Se fosse pra ficar na sombra, eu teria ficado em casa

"Não somos apenas o que pensamos ser.
Somos mais.
Somos também o que lembramos,
e aquilo que nos esquecemos.
Somos as palavras que trocamos,
os enganos que cometemos,
e os impulsos a que cedemos 'sem querer'."
(atribuído a Sigmund Freud)


SE FOSSE PRA FICAR NA SOMBRA, EU TERIA FICADO EM CASA!
Rosana Braga
www.rosanabraga.com.br

Há alguns meses, estive na praia de Ipanema, na linda Rio de Janeiro. Verão intenso, muita gente se divertindo e, sentados na areia, um pouco adiante de mim, três pessoas conversavam animadamente.
Uma delas era um rapaz que, por conta de um detalhe, destoava da grande maioria dos demais ao redor: embora fosse por volta do meio dia e o calor estivesse escaldante, ele não estava se protegendo do sol.
A certa altura, aproximou-se o moço que alugava esse tipo de acessório e ofereceu:
- Você quer que eu lhe traga um guarda-sol?!?
E ele, muito à vontade na situação em que estava, respondeu quase que indignadamente:
- Meu caro, se fosse pra ficar na sombra, eu teria ficado em casa!

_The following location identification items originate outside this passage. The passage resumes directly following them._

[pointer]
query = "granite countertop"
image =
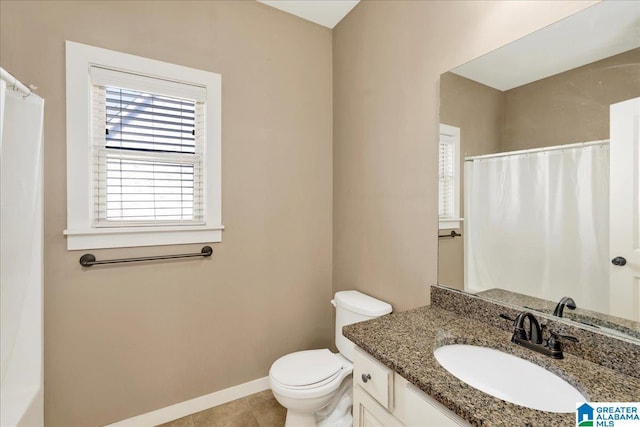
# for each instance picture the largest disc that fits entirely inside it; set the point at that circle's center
(405, 342)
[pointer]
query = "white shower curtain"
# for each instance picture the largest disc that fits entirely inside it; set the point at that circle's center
(537, 223)
(21, 258)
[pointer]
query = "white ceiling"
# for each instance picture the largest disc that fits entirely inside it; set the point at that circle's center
(324, 12)
(602, 30)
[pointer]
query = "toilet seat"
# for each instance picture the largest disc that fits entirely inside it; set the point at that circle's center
(309, 373)
(304, 369)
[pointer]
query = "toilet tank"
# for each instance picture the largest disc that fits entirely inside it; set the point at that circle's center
(354, 307)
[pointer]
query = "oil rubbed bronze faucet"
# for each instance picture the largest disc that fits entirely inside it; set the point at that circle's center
(565, 301)
(527, 332)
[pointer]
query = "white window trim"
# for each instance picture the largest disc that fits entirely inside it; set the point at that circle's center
(451, 223)
(80, 232)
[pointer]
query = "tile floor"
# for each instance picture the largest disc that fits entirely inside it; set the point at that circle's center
(257, 410)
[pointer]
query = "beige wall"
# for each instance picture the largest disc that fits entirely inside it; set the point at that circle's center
(388, 56)
(127, 339)
(572, 106)
(478, 111)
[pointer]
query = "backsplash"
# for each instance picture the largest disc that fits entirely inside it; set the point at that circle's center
(620, 355)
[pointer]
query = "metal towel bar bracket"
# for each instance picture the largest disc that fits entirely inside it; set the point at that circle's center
(453, 235)
(87, 260)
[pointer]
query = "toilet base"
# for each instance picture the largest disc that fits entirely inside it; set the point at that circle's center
(299, 419)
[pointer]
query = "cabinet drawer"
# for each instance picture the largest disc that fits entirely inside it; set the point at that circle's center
(375, 378)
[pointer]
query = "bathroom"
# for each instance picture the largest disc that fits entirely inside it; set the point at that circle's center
(328, 182)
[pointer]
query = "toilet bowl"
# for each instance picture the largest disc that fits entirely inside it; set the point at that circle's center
(306, 381)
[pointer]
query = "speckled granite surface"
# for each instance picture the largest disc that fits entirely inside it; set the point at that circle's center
(614, 352)
(405, 342)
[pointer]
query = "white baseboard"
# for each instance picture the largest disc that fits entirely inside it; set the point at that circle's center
(192, 406)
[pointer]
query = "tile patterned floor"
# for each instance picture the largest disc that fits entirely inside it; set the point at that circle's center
(257, 410)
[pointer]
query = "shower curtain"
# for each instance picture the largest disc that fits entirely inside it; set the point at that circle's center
(536, 222)
(21, 258)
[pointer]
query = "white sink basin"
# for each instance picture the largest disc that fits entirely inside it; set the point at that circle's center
(509, 378)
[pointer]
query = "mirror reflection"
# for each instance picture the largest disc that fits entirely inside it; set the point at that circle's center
(530, 148)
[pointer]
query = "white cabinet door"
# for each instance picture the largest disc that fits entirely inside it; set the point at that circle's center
(624, 213)
(369, 413)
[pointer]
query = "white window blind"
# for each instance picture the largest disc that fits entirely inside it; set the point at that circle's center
(147, 150)
(447, 178)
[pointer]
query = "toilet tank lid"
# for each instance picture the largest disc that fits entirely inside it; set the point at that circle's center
(362, 304)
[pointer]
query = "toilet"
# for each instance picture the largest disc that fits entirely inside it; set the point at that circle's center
(306, 381)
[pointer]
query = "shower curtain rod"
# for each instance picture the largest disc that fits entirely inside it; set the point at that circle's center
(14, 83)
(538, 150)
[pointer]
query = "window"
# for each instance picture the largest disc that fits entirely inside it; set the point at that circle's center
(143, 151)
(449, 177)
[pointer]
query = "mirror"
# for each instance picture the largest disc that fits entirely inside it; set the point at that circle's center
(533, 116)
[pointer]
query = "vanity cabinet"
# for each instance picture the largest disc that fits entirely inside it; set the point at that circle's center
(382, 398)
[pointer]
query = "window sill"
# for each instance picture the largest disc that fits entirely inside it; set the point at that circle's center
(103, 238)
(450, 224)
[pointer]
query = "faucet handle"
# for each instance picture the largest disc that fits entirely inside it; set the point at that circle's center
(560, 337)
(504, 316)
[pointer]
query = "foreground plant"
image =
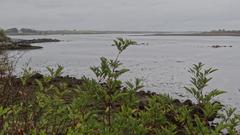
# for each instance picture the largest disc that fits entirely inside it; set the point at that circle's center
(106, 105)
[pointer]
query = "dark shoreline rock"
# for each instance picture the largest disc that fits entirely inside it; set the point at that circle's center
(16, 46)
(22, 44)
(219, 46)
(33, 41)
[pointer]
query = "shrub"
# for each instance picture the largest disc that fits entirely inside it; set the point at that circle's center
(109, 106)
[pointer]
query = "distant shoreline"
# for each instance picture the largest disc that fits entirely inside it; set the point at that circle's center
(26, 31)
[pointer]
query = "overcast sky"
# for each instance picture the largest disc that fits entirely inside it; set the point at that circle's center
(159, 15)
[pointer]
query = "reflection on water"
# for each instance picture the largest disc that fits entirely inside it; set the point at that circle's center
(162, 63)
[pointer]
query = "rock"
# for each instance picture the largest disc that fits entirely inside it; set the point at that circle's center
(218, 46)
(37, 76)
(188, 103)
(33, 41)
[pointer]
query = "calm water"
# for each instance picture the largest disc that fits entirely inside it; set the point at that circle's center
(162, 64)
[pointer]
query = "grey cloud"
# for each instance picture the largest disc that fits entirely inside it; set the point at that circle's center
(121, 14)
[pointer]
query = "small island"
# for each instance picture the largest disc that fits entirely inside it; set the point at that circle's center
(6, 43)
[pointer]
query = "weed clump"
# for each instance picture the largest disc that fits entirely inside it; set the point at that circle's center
(106, 105)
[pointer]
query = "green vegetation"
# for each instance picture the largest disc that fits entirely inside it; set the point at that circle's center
(106, 105)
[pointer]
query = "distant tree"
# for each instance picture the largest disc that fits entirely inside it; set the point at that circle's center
(3, 36)
(12, 31)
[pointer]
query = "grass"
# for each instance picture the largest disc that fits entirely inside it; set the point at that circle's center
(105, 105)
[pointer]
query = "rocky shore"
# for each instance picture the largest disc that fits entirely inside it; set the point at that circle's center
(20, 44)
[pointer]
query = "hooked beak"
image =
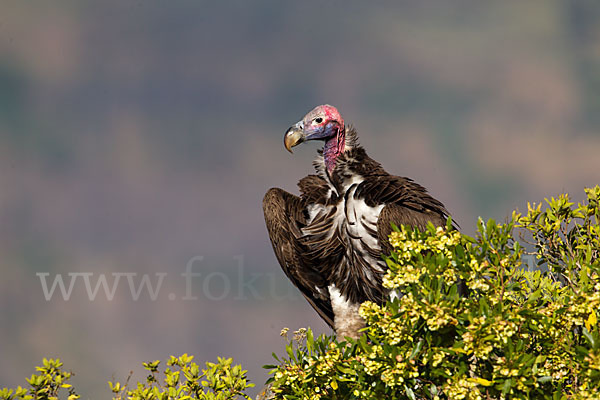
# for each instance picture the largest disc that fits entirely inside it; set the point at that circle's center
(294, 136)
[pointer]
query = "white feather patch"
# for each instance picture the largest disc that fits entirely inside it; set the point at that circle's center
(347, 321)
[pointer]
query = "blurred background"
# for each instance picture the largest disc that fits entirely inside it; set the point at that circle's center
(140, 136)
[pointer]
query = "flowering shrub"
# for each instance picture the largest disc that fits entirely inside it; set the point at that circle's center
(472, 320)
(181, 380)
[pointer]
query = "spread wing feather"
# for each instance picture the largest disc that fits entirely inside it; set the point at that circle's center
(285, 215)
(405, 203)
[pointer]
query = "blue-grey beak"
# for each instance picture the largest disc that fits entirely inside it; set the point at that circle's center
(294, 136)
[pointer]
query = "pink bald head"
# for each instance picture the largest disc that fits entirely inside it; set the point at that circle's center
(324, 123)
(327, 114)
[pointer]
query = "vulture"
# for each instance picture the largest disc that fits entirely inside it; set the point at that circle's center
(330, 240)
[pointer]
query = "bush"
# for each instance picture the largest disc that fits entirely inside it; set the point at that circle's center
(181, 380)
(517, 333)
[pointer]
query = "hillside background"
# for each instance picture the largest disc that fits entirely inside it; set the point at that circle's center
(137, 135)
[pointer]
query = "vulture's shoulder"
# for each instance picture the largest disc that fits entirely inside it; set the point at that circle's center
(403, 202)
(314, 189)
(389, 189)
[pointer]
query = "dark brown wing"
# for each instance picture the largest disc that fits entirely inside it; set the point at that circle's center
(285, 215)
(405, 203)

Num primeiro momento, tanto o tom da voz dele quanto a convicção de sua decisão em permanecer sob o sol soaram quase como uma piada para mim. Mas agora, depois de passado todo esse tempo, comecei a me dar conta de quantos diferentes significados aquela frase foi ganhando.

Passei a, repetidas vezes, não só me lembrar, como também a criar metáforas para a tal assertiva. “Ficar na sombra” é, na linguagem da psicologia, manter-se na inconsciência; é como aquela parte do iceberg que fica debaixo d’água, invisível aos navios, podendo provocar graves acidentes.
“Ficar na sombra” também quer dizer não se expor, não enfrentar determinada condição como ela é. E, no caso de lançar mão de um acessório para se proteger ou se esconder, é ainda uma estratégia para não ter de lidar com algo que pode estar incomodando, ainda mais se a intensidade for grande.
Claro que no caso real, é indiscutível que uso de protetor solar e do guarda-sol é extremamente indicado e benéfico à saúde; mas meu intuito não é julgar a escolha do rapaz e sim refletir sobre o impacto que a afirmação tão convicta dele me causou.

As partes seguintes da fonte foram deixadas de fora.